Ordinarily, the verb “were” follows only we, you and they, namely, only the plural forms of the first, second and third person pronouns.

Yet note the sentence “I would be extremely careful if I were you”. In that formation, the verb “were” has followed the first person singular pronoun “I”. How come?

For one thing only, that formulation is not ordinary. In such a usage, the verb “were” is not a past tense. Indeed, it does not belong to any tense at all. It belongs only to what grammarians call a “mood”, namely, that form of a verb which expresses, not a done action, but only a doubt, a supposition, a mere wish.

In our example, the mood is called subjunctive. From the Latin verb subjungere (meaning “to add to”), the subjunctive is that form of a verb used to indicate that the content of a clause or the whole sentence expresses only a wished or supposed or doubted action. It says: “If I were you...” But I am not you.

I am merely imagining how things might turn out should Dr Jekyll and Mr Hyde swop their bodies. English has dropped practically all subjunctive expressions, but only in form, not in content. In conjugation, the subjunctive merely drops the preposition “to” from the infinitive.
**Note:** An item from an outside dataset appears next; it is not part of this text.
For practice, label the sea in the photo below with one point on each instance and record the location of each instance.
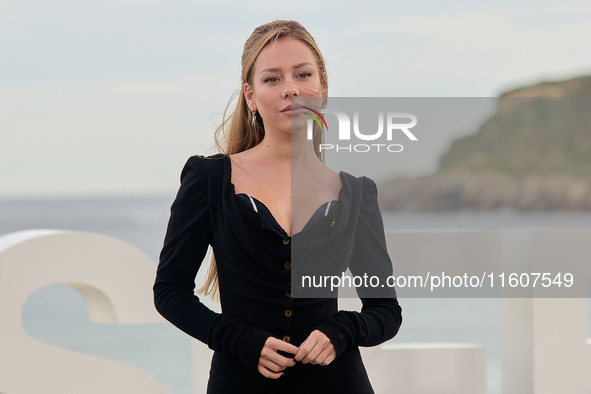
(57, 314)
To conjugate is to give a verb a form in agreement with the grammatical number, tense and often gender of the noun or pronoun which controls the verb. In English, the commonest conjugation rule is to add an “s” to the verb whenever the controlling noun or pronoun is a third person singular one.

BE CAREFUL

But be careful. For the rule adds the vital rider that this is done only with regard to the simple present tense. With that in mind, take the following headline on page 26 of the Sunday Standard’s edition of March 22, 2015: “Kosgey non-committal despite pressure that he joins new outfit”.

I repeat that, although, in that expression, the infinitive “to join” is expressed in the third person singular (“joins”), that is impossible because the simple present remains the tense. Yet the action (the “joining”) has not taken place, not in any real tense. It remains a mere possibility. That is why it cannot be conjugated.

In short, “join” remains in the infinitive (except that the preposition “to”, which accompanies all English infinitives, has been elided in order to facilitate the flow of words). That is what my Nairobi clothier —a good-natured gentleman of Indo-Pakistani origin— expresses in a roundabout manner whenever he tells me: “Philip, I must to go”.

He is translating directly from his Indo-Pakistani mother-tongue, in which, because it belongs to the great Indo-European family, the original subjunctive form remains paramount.

Yet “I must to go” translates the French infinitive Je dois aller more literally and more accurately than it translates the terribly convoluted subjunctive form Il faut que j’aille (“it is necessary that I go”), in which the verb form “go” is both infinitive and subjunctive.